Höcke espouses far-right views. Political scientists such as Gero Neugebauer and Hajo Funke have commented that Höcke's opinions are close to the National Democratic Party of Germany and consider his statements völkisch, racist and fascist. In September 2019, a German court ruled that Höcke could legally be called a fascist as the description "rests on verifiable fact". He is reported to have declared that if Europe would keep on taking in immigrants, the African "reproductive behavior" will not change. Regarding the European migrant crisis, Höcke opposes Germany's asylum policy, leading regular demonstrations in Erfurt against the federal government's asylum policy, which regularly attracted several thousand sympathizers. He opposes the euro, favoring a return to national currencies. Höcke has called for more "Prussian virtues" and promotes natalist views, specifically the "three-child family as a political and social model." He opposes gender mainstreaming and demands an end of what he calls "social experiments" that undermine what he deems the "natural gender order." He opposes the mainstreaming of students with disabilities, calling for such students to go the separate schools, and opposes school sexual education, which he regards as "early sexualization of the students," and wants to "stop the dissolution of the natural polarity of the two sexes". In a 2014 email to party colleagues, Höcke advocated the abolition of section 86 of the German Criminal Code and section 130 of the German Criminal Code. This would also have legalized Holocaust denial, which is illegal in Germany. Höcke has links with neo-Nazi circles in Germany.

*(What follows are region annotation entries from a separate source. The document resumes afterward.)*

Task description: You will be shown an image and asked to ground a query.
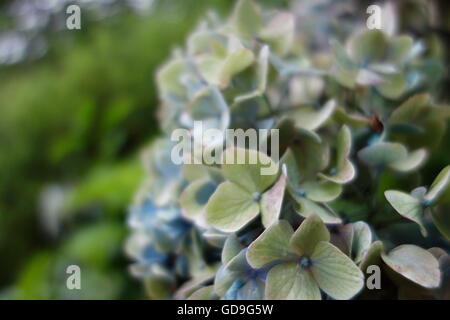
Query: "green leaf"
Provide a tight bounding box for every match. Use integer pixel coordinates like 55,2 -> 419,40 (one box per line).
247,220 -> 295,268
206,181 -> 259,232
265,262 -> 321,300
289,215 -> 330,257
425,165 -> 450,202
358,142 -> 408,166
311,241 -> 364,300
384,190 -> 427,236
221,234 -> 243,265
295,197 -> 342,224
260,168 -> 286,228
222,148 -> 278,194
381,245 -> 441,289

Höcke has written with Thorsten Heise, a leader of NPD. In 2015 Höcke was accused of having contributed to Heise's journal People in Motion and The Reichsbote under a pseudonym. Höcke denied having ever written for NPD papers, but refused to give a statutory declaration as demanded by the AfD Federal Executive Board.
Allegations of antisemitism
Höcke gave a speech in Dresden in January 2017, in which, referring to the Holocaust memorial in Berlin, he stated that "we Germans are the only people in the world who have planted a memorial of shame in the heart of their capital" and suggested that Germans "need to make a 180 degree change in their commemoration policy". The speech was widely criticized as antisemitic, among others by Jewish leaders in Germany, and he was described by his party chairwoman, Frauke Petry, in response as a “burden to the party”. As a result of his speech, the majority of leaders of the AfD asked in February 2017 that Björn Höcke be expelled from the party. In May 2018 an AfD tribunal ruled that Höcke was allowed to stay in the party. After Höcke's "monument of shame" comment, the Center for Political Beauty, a Berlin-based art collective, erected a full-scale replica of one section of the Holocaust memorial in Berlin within viewing distance of Höcke's home in Bornhagen as a reminder of German history. A video of Höcke emerged in March 2020 in which he used an Auschwitz pun while attacking critics of his Flügel faction. The faction had been placed under surveillance by the Federal Office for the Protection of the Constitution shortly before the video surfaced.